Se había formado un atasco circulatorio de primer orden. El bulevar estaba paralizado, llenas sus calzadas de vehículos detenidos y haciendo sonar sus bocinas.
En medio del paso de peatones, el turismo rojo permanecía con la puerta abierta (la delantera izquierda) y su conductor sin vida, todavía sentado al volante.
Mauro se acercó hasta el coche de la guardia urbana, mientras un representante de ésta intentaba poner orden en el caos en que se había convertido el tráfico.
Se dirigió a otro de los cuatro guardias urbanos que se habían desplazado hasta allí.
-¿Cuándo ha sido?
-No debe hacer ni media hora. Allí están los dos únicos testigos presenciales que han querido hacer declaración.
Mauro leyó rápidamente el informe que el guardia urbano le prestó.
-Así que un peatón se cabrea con el conductor del coche rojo y le apuñala.
El guardia urbano puso cara de circunstancias.
-Parece cosa de…
Mauro le miró con cara de pocos amigos.
-No me lo diga. Dejémoslo así, por ahora.
El inspector se acercó a los testigos presenciales. Dos chicos jóvenes, probablemente estudiantes.
-¡No me va a dejar pasar las navidades tranquilo! –masculló.

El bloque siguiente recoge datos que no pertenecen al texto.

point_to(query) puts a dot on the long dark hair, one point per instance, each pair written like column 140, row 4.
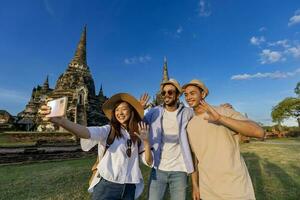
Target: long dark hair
column 132, row 124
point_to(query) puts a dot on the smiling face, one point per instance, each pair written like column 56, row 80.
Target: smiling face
column 193, row 95
column 170, row 95
column 123, row 113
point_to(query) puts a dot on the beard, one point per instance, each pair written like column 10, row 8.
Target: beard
column 170, row 102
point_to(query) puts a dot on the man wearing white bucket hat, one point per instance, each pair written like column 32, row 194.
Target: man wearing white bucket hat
column 214, row 139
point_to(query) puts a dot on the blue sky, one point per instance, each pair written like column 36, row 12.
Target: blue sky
column 246, row 52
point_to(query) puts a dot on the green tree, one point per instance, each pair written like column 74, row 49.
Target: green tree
column 289, row 107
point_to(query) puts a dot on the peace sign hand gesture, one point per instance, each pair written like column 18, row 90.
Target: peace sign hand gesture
column 143, row 132
column 213, row 115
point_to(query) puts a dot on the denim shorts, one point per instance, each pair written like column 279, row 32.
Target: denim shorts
column 107, row 190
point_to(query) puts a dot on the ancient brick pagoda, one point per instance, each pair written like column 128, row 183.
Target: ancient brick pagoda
column 76, row 83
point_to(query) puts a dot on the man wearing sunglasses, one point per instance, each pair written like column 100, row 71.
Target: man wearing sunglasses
column 172, row 156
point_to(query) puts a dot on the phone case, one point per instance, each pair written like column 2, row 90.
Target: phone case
column 58, row 107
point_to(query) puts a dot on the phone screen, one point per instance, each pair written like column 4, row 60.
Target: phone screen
column 58, row 107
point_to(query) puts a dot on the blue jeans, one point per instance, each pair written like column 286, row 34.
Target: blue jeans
column 159, row 180
column 106, row 190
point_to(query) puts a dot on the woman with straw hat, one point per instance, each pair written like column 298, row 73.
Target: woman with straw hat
column 118, row 175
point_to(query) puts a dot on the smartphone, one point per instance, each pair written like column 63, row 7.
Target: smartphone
column 58, row 107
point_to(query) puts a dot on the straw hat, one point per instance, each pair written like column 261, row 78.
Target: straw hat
column 110, row 104
column 198, row 84
column 172, row 82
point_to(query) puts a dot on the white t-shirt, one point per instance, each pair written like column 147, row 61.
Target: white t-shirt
column 171, row 156
column 115, row 165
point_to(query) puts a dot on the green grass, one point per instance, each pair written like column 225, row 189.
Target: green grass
column 274, row 169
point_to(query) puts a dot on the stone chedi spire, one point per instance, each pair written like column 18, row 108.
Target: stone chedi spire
column 101, row 92
column 45, row 86
column 79, row 59
column 165, row 70
column 77, row 73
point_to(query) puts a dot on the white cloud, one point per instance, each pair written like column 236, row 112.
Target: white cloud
column 262, row 29
column 203, row 8
column 257, row 40
column 283, row 43
column 174, row 33
column 271, row 75
column 295, row 51
column 13, row 96
column 137, row 60
column 295, row 19
column 268, row 56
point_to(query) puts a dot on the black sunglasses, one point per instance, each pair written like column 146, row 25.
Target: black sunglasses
column 129, row 144
column 169, row 92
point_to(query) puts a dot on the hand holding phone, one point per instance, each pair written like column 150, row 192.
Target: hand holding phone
column 58, row 107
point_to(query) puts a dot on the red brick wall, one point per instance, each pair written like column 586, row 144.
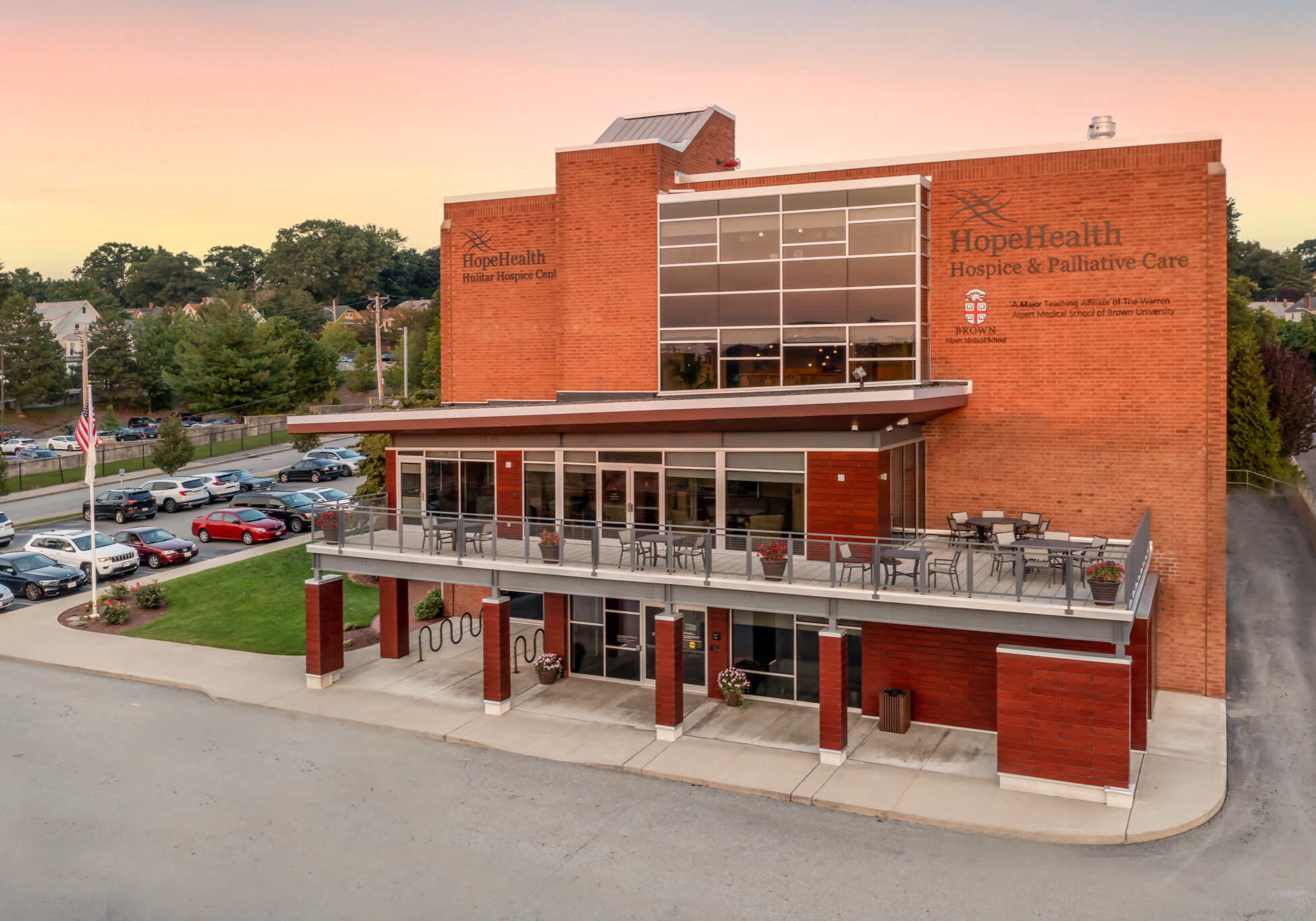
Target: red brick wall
column 950, row 673
column 1064, row 718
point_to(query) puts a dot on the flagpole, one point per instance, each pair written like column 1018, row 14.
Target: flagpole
column 91, row 476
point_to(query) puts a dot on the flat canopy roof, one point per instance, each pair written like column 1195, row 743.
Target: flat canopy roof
column 869, row 409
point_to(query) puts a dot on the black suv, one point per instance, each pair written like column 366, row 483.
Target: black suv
column 292, row 509
column 123, row 505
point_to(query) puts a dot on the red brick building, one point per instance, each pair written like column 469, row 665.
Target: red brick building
column 845, row 426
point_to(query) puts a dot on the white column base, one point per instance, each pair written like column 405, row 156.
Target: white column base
column 669, row 733
column 1111, row 796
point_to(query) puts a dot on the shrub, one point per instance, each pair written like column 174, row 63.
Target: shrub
column 113, row 612
column 431, row 608
column 149, row 596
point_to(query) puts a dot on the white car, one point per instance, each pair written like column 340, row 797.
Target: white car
column 220, row 485
column 73, row 548
column 345, row 456
column 15, row 446
column 174, row 493
column 327, row 496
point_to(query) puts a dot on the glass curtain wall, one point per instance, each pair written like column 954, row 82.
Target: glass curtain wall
column 792, row 290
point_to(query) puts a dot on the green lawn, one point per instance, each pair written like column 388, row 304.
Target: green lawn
column 256, row 605
column 73, row 471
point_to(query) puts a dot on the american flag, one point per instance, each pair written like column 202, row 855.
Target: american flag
column 86, row 431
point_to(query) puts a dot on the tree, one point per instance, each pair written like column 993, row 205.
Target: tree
column 235, row 267
column 166, row 278
column 339, row 339
column 331, row 259
column 108, row 265
column 1292, row 397
column 34, row 361
column 373, row 468
column 173, row 448
column 113, row 364
column 1252, row 433
column 227, row 360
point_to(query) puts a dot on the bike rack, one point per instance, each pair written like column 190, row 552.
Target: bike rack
column 466, row 625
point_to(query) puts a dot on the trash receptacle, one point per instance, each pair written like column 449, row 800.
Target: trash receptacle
column 894, row 712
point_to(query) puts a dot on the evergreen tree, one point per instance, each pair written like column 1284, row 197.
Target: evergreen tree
column 113, row 364
column 34, row 361
column 227, row 360
column 1253, row 435
column 173, row 448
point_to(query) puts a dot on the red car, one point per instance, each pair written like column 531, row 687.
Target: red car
column 245, row 525
column 157, row 547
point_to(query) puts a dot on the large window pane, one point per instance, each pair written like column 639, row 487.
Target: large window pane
column 749, row 310
column 694, row 311
column 894, row 236
column 540, row 490
column 752, row 373
column 881, row 271
column 476, row 488
column 687, row 280
column 691, row 497
column 813, row 365
column 750, row 238
column 814, row 227
column 894, row 305
column 765, row 502
column 814, row 307
column 687, row 234
column 882, row 342
column 688, row 365
column 814, row 273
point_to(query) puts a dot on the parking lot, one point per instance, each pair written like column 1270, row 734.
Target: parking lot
column 178, row 523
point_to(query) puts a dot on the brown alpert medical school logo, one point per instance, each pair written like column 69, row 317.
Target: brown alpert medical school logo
column 975, row 306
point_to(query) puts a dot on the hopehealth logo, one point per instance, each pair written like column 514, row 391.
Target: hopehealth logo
column 986, row 210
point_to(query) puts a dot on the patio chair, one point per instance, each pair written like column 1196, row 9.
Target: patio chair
column 945, row 567
column 478, row 535
column 687, row 548
column 849, row 563
column 1003, row 554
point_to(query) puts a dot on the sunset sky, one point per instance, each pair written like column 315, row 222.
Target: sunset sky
column 192, row 124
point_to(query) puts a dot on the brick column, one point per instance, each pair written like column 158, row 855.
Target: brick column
column 833, row 696
column 497, row 637
column 719, row 646
column 669, row 667
column 1062, row 724
column 394, row 619
column 555, row 630
column 324, row 631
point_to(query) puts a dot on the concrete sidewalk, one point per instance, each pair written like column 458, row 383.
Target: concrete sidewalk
column 933, row 775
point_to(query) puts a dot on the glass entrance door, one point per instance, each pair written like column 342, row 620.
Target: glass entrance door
column 630, row 496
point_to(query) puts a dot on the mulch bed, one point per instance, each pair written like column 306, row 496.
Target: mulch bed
column 137, row 616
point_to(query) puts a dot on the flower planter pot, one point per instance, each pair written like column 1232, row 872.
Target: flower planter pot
column 1103, row 594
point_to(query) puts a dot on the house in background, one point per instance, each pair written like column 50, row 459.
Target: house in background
column 67, row 319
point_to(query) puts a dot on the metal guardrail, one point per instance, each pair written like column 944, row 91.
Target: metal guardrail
column 960, row 566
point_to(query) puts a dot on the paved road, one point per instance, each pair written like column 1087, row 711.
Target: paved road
column 127, row 800
column 44, row 506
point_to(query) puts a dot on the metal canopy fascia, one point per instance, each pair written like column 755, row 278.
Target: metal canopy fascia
column 937, row 612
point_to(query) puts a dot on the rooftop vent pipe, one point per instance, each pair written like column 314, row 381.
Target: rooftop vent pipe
column 1102, row 126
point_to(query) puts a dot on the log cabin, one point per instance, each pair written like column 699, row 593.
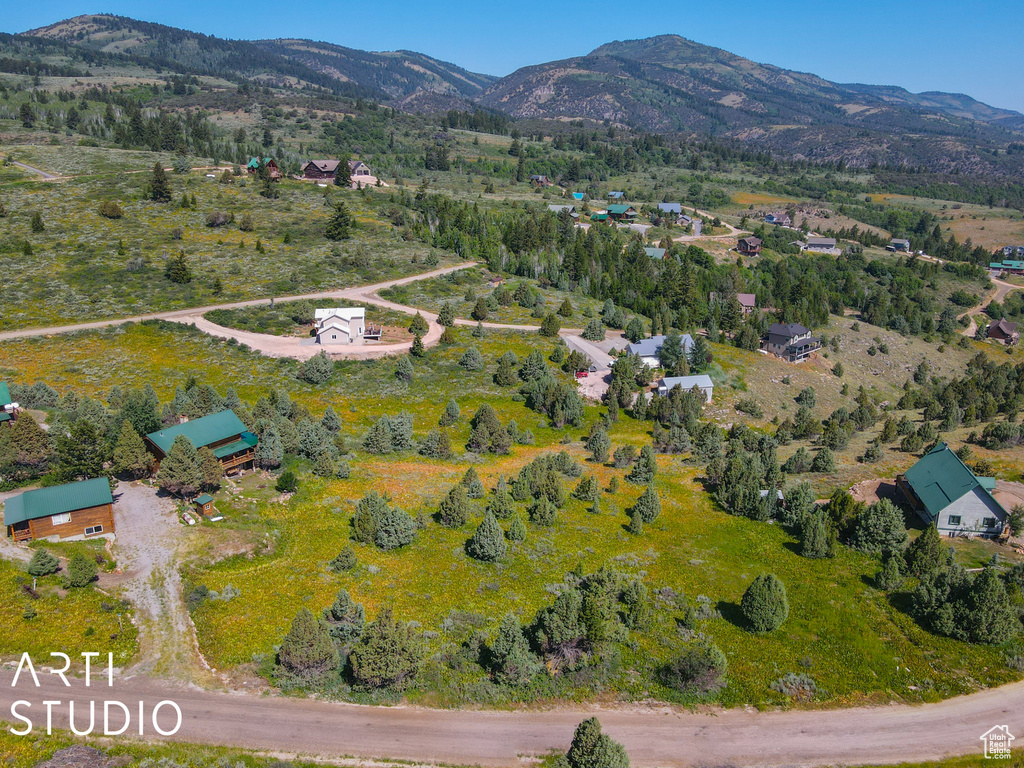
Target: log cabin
column 223, row 433
column 72, row 512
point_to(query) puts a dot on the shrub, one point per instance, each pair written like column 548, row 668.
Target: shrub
column 764, row 604
column 487, row 543
column 43, row 563
column 699, row 669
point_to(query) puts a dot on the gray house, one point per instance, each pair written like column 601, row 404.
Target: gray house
column 686, row 383
column 943, row 491
column 648, row 348
column 792, row 342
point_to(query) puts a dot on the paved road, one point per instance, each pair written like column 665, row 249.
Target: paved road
column 656, row 736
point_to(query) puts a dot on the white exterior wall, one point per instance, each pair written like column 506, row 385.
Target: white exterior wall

Los chicos miraron con respeto al hombre que se acercaba.
-A ver, ¿qué ha pasado?
Los dos empezaron a hablar al mismo tiempo. Rieron y uno de ellos, el de pelo más corto, calló.
-El coche rojo estuvo a punto de atropellar a una señora de unos cincuenta o sesenta años que cruzaba por el paso de peatones con el semáforo libre para ella. El coche frenó después de que la señora saltara para evitar el golpe. Y el
conductor sacó la cabeza insultando a la señora. Pero no vio al tío que cruzaba después de ella y que, al observar lo que sucedía, rodeó el coche por detrás, llegó hasta la puerta del conductor, la abrió y se cargó al tío.
-¿Cómo se le cargó? –Mauro había leído en el informe que la muerte se había producido por una incisión por arma blanca a la altura del corazón.
-No se –continuó el de pelo más corto-. Debió clavarle algo o así… vimos un movimiento brusco, pero la portezuela del coche nos impedía la visión… no se oyó ni disparos ni nada.
-¿El del coche no bajó de su vehículo?
-No, señor. No le dio tiempo a nada. Todo fue muy rápido. Ya se lo hemos dicho a la guardia urbana.
-¿Cómo era el agresor? –preguntó Mauro.
Seguía hablando el chaval de pelo más corto.
-Pues… normal. No tenía nada de especial… normal.
-¿Barba, bigote, gafas, era cojo, manco, sin orejas?
Rieron los chicos.
-No, no. Normal.
-¿Cómo iba vestido?
-Pues… abrigo corto –dijo el de pelo corto.
-No. Era una cazadora –le rectificó el otro.
“Ya estamos”. Pensó el inspector.
-¿En qué quedamos? –dijo.
-Abrigo corto.
El de pelo más largo ya no insistió.
-¿Y qué más?
-Pantalón azul…no, eran tejanos, creo. Botines…
Mauro suspiró. Se despidió de los chavales.
-Vale. ¿Habéis dado vuestros datos a la guardia urbana?
-Sí, señor.
-¿Sabéis que os llamarán, con toda seguridad, a declarar?
Los dos chavales se miraron.
-Sí… señor.
-Pues ya está. Hala. Idos a casa.
Se marcharon hablando y riendo entre sí.
Mauro volvió con la guardia urbana. La ambulancia estaba esperando la llegada del juez forense. La circulación se iba restableciendo a duras penas. Los conductores que pasaban junto al coche aminoraban la marcha y sacaban con curiosidad la cabeza por las ventanillas.
-¡Circulen, circulen! –insistía, desesperado, un guardia urbano.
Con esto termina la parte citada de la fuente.